El verdadero motivo por el que Rosa Rodríguez se preparó para ‘Pasapalabra’ y no para una oposición
La argentina, aunque gallega de adopción, ha dado una nueva entrevista

Ya han pasado casi 20 días desde que Rosa Rodríguez ganó el mayor bote de Pasapalabra con más de 2,7 millones de euros, y la argentina (aunque gallega de adopción) ha dado una nueva entrevista después de hablar con Happy FM tras emitirse el Rosco que le dio la gloria. Esta vez ha sido en una charla en el programa Land Rober, uno de los espacios más vistos de TVG, la televisión autonómica gallega, donde ha charlado con Roberto Villar, el responsable de competir con David Broncano y Pablo Motos en el competido tramo de la noche en televisión.
Rosa ha querido pasar por el programa para hablar de cómo ha cambiado su vida, volviendo a explicar algo que ya contó en Happy FM: el dinero todavía no le ha llegado a su cuenta. Tal y como nos explicó, sabe que esa enorme cantidad de dinero tardará todavía unos meses, aunque se muestra tranquila por ello, aunque muchos estarían nerviosos.
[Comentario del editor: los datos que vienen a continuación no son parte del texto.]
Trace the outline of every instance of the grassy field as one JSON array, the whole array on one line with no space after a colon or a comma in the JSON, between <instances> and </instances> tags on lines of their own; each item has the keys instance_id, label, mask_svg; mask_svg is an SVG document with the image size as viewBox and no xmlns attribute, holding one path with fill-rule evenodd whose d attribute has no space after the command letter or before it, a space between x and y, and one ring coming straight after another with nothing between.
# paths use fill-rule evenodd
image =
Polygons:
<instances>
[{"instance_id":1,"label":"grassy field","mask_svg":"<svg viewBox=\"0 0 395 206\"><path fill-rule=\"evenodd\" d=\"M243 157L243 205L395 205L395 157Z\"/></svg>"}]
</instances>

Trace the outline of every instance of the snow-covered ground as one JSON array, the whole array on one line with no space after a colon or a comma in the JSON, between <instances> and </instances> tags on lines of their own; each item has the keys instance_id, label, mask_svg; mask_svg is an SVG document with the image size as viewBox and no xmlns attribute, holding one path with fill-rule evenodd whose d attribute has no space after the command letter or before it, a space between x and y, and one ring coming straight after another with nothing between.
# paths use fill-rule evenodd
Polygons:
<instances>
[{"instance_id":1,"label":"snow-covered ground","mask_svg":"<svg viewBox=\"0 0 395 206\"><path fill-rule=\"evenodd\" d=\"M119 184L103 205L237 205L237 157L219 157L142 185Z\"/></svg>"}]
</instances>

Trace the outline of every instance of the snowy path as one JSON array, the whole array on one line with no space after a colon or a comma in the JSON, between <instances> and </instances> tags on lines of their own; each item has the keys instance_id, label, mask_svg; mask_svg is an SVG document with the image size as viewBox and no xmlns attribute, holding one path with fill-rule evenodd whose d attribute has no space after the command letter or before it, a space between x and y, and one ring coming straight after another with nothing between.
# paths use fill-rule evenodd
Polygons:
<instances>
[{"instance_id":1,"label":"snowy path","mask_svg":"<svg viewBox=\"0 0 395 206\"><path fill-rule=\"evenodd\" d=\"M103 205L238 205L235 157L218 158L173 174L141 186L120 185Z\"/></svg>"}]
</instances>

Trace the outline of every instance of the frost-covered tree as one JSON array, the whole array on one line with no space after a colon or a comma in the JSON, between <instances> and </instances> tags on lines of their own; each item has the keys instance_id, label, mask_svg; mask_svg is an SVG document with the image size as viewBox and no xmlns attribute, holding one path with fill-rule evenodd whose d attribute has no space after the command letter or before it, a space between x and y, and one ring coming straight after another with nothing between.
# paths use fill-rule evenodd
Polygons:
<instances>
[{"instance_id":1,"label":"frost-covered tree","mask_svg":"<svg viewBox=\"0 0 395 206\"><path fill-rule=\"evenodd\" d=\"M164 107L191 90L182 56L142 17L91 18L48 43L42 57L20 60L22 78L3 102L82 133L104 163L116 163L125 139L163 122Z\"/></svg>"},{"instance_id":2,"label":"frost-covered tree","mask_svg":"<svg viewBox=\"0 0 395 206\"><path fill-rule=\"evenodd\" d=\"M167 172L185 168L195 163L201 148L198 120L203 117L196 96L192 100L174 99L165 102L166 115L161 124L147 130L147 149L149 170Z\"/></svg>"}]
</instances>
Aunque mantiene que no ha hecho cuentas, tiene claro que, tras tributar con Hacienda, recibirá algo más de 1’5 millones de euros, ‘perdiendo’ más de la mitad de su premio en impuestos, aunque no está molesta con eso y mantiene su opinión de que está de acuerdo en que vaya a parar a las arcas del Estado.
Preguntada por si seguirá trabajando o piensa vivir con ese dinero, tiene asumido que no podría mantenerse siempre de las rentas. Tras hacer un cálculo muy por encima de lo que podría quedarle de vida, debería no tener que gastar más de 21.000 euros al año para que el dinero del bote le llegue a la vejez. Aunque en realidad hay que contar con la inflación, que le haría perder poder adquisitivo con el paso de los años por la subida de precios.
Por tanto, Rosa descarta retirarse, aunque sí que intentará vivir bien, ayudar a los suyos y no pasar apuros por el tema de la vivienda, pero no quiere volverse loca y derrochar.
En una entrevista completamente en gallego, demostrando que también domina la lengua de su tierra de adopción y de la que es originario su padre, ha contado que estuvo estudiando durante 12 y 14 horas diarias para prepararse durante años. Es decir, incluso antes de poder presentarse a un cásting, ella ya pensaba en ir a por el Bote.
«Estuve dos años sin hacer el casting, que ahora pienso, al verbalizarlo, que no estaba muy bien de la cabeza», así recuerda. Hay que explicar que durante mucho tiempo no hubo casting abierto para cualquier persona para entrar en Pasapalabra, buscando el programa a antiguos concursantes de otras épocas que no llegaron a ganar el bote, pero que sabían que podrían tener gran nivel.
El dilema de Rosa: ¿oposiciones o preparar ‘Pasapalabra’?
En el caso de Manu y Rosa, son el ejemplo de que dos novatos en los concursos pueden llegar lejos, ya que ambos se presentaron a uno de los pocos castings que Pasapalabra hizo. «En la pandemia me quedé sin trabajo y mucha gente me decía: ‘Pero, prepara unas oposiciones’», pero ella decidió seguir con su plan.
‘Y yo, en un momento, dije: ‘Puedo preparar unas oposiciones, pero si hago unas oposiciones… ¿Cuánta gente tengo en competencia? ¿Con cuánta gente tengo que competir? Pero si yo preparo muy bien Pasapalabra, realmente gente que dedique tanto tiempo a prepararlo… no hay tanta. Entonces, si llego a ser muy buena, no tengo tanta competencia. Fue el razonamiento que hice». De esta manera tomó la decisión que le ha cambiado la vida.